How much faster are atomicAdd() operations to __shared__ on SM >= 5X?

I worry I’m on the cusp of a defeat… I feel like I’ve been here before. My work is coming down to the idea that atomicAdd() to shared is faster than atomicAdd9) to global.

Can anyone tell me approximately how much faster it is to do atomicAdd() for integers (plain old 32 bit ints, I am confident i can use those) to shared memory, as opposed to similar operations atomically adding 32 bit ints to global memory, on Maxwell and beyond? Is it significantly faster, marginally faster, or just no longer a disaster–slower than atomicAdd() to global–on SM 5X and newer architectures?

Thanks!

It depends on various factors. See figure 3 here:

https://devblogs.nvidia.com/parallelforall/gpu-pro-tip-fast-histograms-using-shared-atomics-maxwell/

Thanks for showing this to me–I had seen the link in searches but always diverted into one of the other results, not realizing how much good information this application post had. It looks like shared atomics are definitely advantageous, and as always spreading the work across the 32 banks appears to be helpful as well (I can write my work units to do as much of that as possible). One other question I have in this line, are unsigned long long int atomics for shared also supported on SM 5X? The reading I’ve done suggests that 32-bit ints are what is provided for Maxwell, and 64-bit atomic operations are not supported until Pascal.

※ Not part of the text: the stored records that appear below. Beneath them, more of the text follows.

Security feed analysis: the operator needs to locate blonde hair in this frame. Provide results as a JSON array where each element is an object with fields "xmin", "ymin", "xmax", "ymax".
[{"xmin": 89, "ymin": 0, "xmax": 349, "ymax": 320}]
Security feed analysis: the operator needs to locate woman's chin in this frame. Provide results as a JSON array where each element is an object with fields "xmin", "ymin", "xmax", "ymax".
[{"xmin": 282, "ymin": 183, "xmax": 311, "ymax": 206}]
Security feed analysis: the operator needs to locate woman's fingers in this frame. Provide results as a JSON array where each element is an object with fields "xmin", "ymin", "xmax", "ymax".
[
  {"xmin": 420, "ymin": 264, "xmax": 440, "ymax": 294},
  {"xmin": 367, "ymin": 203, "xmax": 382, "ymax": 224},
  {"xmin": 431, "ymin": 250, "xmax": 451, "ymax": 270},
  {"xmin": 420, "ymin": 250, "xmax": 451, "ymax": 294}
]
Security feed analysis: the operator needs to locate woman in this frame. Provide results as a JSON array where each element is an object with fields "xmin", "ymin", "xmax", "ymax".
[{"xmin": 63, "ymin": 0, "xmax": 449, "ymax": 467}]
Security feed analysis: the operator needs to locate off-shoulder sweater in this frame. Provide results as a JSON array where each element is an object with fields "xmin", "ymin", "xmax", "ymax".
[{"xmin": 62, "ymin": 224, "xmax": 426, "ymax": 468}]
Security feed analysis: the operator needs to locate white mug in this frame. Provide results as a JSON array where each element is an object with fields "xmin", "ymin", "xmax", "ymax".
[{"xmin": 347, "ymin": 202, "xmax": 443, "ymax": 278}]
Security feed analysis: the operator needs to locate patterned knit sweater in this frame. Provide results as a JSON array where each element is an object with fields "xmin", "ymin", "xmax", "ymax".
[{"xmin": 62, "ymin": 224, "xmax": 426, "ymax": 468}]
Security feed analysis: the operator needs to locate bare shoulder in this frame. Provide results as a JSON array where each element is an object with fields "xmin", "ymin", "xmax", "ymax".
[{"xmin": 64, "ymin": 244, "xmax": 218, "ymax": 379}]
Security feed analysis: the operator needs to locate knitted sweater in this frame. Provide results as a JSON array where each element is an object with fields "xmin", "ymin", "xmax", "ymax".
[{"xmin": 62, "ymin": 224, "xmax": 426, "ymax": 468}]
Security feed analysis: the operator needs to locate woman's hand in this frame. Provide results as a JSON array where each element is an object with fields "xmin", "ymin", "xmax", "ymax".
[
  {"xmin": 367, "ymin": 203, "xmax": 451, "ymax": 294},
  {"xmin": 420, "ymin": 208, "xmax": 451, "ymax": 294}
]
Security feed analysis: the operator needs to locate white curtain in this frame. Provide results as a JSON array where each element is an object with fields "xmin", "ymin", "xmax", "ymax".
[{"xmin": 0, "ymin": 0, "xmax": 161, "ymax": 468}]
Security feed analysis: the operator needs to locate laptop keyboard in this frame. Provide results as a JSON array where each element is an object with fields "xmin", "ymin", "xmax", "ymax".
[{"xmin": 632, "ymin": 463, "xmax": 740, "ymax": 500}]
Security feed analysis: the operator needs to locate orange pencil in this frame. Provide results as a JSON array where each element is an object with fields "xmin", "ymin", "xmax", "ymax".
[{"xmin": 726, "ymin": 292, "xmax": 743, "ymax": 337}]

The programming guide indicates what is supported, on which architectures:

http://docs.nvidia.com/cuda/cuda-c-programming-guide/index.html#atomic-functions

For example, atomicAdd:

http://docs.nvidia.com/cuda/cuda-c-programming-guide/index.html#atomicadd

The only restriction on types for that one is that 64-bit floating point atomic add is only supported on cc6.0 and higher.